Ever wondered how we ended up with a holiday in early September to end summer and kick off the fall frenzy? Beginning in 1882 and culminating in 1895, a day off for working people became a reality. Termed simply Labor Day, the holiday went national in 1895 giving virtually all workers a day of rest from their manual labor.  A debate rages as to who gets the credit for Labor Day. Peter McGuire of the Brotherhood of Carpenters and Joiners and co-founder of the American Federation of Labor is said to have suggested the holiday with these words about workers, "Who from rude nature have delved and carved all the grandeur we behold." Others say Matthew Maguire, the Secretary of Local 344 of the International Association of Machinists, is the instigator of the holiday in 1882. I'm guessing an Irish guy with some variation of McGuire for a last name started the holiday we now celebrate on the lake, at the beach or at the pool.
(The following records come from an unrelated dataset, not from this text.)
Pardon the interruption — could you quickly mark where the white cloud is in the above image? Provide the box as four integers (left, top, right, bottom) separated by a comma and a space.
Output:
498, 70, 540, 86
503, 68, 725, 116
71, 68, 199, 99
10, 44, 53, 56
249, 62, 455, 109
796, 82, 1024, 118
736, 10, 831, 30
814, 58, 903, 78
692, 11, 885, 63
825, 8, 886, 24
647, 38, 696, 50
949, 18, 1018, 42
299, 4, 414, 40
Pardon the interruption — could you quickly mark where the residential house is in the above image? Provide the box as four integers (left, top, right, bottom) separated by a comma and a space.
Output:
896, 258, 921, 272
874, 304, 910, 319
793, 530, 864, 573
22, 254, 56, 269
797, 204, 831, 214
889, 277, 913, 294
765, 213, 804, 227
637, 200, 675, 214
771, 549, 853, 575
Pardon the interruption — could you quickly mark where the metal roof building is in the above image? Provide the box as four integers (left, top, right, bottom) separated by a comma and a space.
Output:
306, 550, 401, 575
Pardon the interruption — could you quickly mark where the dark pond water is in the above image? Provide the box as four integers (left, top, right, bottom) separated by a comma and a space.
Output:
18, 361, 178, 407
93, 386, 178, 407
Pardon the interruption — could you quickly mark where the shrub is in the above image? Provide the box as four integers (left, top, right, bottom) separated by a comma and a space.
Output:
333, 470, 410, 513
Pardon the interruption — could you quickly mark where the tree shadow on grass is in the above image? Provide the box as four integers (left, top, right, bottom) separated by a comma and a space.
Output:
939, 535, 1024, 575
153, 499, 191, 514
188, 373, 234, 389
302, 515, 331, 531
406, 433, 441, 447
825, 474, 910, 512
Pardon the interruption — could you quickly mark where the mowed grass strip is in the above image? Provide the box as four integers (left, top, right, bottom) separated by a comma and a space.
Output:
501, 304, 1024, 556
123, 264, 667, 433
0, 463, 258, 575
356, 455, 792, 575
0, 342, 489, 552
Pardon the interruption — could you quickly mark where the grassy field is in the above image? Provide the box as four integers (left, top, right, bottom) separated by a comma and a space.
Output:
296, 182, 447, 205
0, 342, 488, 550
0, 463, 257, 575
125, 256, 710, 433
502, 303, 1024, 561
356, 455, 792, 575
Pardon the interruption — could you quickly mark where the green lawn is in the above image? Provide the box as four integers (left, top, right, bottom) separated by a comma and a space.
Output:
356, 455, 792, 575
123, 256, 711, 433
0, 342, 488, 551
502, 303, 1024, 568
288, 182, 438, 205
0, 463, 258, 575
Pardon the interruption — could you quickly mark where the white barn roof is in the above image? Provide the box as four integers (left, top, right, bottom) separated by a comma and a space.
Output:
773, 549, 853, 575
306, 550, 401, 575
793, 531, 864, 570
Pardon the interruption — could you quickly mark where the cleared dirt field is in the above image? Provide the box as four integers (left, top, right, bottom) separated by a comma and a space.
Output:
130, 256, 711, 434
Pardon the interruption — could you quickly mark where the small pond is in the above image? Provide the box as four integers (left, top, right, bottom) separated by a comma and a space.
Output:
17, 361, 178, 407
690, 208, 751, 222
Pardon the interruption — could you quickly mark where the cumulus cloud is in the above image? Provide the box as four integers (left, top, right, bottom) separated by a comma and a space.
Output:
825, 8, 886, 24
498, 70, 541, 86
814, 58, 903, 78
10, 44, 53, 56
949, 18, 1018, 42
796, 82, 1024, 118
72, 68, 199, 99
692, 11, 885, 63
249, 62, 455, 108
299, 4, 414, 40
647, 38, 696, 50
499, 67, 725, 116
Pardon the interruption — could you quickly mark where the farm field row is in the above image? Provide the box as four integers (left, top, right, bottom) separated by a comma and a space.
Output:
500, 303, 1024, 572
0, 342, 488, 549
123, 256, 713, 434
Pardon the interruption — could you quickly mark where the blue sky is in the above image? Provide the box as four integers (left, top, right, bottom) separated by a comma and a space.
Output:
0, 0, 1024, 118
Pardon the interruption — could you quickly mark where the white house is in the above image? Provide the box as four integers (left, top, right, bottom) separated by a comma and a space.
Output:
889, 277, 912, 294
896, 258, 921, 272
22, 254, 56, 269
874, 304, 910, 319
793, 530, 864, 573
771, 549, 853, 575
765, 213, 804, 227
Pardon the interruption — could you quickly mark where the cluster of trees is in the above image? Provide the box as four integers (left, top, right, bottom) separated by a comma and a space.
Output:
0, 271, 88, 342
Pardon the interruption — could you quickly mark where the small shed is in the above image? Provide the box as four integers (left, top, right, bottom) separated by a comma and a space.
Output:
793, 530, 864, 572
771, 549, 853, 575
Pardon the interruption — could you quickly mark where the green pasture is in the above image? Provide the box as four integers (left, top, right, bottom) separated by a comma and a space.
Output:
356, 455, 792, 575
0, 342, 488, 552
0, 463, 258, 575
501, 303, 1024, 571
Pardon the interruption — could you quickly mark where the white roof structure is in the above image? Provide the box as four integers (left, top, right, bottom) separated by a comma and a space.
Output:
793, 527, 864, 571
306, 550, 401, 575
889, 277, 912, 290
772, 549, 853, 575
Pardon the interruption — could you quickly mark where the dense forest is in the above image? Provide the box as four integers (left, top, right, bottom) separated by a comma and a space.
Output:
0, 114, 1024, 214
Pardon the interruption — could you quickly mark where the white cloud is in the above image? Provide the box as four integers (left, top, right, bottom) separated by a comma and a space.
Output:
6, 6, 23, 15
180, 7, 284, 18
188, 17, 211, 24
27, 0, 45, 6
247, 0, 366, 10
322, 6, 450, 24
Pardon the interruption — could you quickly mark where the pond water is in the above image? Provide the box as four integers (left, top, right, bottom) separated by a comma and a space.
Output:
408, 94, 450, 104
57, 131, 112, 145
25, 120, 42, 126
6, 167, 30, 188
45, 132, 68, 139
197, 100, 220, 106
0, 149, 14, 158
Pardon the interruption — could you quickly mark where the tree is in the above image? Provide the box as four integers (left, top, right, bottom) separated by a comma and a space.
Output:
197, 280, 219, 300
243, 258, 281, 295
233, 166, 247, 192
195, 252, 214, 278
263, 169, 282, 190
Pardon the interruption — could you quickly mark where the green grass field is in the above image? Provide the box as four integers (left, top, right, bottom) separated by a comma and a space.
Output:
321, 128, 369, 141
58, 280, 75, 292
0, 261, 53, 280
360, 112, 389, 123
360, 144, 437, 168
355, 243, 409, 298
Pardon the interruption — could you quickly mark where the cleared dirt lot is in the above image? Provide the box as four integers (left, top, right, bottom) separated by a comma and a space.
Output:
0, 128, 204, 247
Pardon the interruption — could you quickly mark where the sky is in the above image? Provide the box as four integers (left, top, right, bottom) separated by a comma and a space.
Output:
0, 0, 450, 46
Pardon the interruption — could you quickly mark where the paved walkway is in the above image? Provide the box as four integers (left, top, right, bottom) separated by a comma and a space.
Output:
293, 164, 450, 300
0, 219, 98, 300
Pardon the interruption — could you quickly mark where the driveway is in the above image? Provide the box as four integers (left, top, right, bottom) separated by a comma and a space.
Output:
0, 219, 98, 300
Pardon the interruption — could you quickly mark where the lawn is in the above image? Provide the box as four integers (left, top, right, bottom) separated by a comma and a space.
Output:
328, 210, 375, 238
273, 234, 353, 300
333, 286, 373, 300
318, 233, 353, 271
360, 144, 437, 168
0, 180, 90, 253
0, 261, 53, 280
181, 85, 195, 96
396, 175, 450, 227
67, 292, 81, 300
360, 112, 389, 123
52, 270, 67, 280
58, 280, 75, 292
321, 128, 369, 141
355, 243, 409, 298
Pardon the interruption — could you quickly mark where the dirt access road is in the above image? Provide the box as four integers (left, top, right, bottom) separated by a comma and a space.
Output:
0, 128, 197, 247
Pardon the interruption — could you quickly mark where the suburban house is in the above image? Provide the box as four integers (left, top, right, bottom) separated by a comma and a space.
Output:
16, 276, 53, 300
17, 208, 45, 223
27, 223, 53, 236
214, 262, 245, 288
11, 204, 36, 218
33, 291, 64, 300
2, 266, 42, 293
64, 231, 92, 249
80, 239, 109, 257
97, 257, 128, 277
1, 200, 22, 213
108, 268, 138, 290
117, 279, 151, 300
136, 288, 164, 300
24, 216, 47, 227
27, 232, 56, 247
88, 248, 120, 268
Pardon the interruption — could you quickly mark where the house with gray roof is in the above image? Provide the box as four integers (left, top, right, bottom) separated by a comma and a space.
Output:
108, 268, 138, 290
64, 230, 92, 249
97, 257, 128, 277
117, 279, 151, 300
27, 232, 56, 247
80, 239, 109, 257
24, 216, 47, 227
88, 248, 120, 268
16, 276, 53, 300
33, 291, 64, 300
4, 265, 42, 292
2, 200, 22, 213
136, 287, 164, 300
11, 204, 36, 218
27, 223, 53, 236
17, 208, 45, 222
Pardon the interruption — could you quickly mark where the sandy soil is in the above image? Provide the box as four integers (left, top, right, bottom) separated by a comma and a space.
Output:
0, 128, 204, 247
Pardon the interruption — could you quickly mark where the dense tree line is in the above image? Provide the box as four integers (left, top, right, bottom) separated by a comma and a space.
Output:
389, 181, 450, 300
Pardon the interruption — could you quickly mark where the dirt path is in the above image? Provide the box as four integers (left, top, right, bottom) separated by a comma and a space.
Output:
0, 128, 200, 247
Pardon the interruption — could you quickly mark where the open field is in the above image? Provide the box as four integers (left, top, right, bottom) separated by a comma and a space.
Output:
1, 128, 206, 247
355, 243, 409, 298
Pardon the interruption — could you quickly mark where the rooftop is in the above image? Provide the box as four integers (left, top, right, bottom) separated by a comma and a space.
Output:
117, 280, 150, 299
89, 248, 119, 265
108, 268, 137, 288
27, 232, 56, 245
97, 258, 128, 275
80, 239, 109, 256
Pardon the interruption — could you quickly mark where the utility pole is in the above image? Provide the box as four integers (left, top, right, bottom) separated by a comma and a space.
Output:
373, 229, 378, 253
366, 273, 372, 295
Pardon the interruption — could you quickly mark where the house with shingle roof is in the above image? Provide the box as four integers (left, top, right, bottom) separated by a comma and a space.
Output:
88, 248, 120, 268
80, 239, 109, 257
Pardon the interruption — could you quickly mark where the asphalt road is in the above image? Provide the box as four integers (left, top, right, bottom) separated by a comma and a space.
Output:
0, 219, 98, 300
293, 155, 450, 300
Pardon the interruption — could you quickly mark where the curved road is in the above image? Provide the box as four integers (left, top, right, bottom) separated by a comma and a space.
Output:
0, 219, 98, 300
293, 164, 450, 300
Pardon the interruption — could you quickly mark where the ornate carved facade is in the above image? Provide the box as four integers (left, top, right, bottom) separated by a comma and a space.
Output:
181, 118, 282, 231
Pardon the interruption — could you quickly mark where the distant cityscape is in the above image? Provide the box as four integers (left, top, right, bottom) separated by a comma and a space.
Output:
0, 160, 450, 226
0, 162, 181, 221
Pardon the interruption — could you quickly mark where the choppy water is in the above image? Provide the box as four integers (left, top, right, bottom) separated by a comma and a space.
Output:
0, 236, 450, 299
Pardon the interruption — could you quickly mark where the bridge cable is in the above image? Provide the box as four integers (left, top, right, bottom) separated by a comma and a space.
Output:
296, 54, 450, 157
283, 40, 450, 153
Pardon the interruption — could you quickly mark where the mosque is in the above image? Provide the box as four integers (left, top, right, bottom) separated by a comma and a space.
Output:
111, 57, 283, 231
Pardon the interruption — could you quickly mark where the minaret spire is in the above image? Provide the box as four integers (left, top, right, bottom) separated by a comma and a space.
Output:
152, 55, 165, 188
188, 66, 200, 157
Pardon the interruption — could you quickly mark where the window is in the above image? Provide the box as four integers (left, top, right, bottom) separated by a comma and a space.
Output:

Back then people worked very long hours and worked with their hands and their backs. It was a prized day off.
 
Rotarians worth their salt (which is another excellent historical study) know hard work and appreciate its outcomes. One cannot impact the world without working at it, sometimes with one's mind but often with one's hands as well. In a couple of weeks our club will be doing manual labor on a water purification site in the Dominican Republic. Bob and Monica will be laboring like its 1895! Even later this week many from our club will be making dry meals for needy people. Hang on as the year is still young. This will be a year of labor. Labor built our country. Labor built Rotary. A working Rotary will save the world!  But, feel free to take Monday off... you'll need the rest.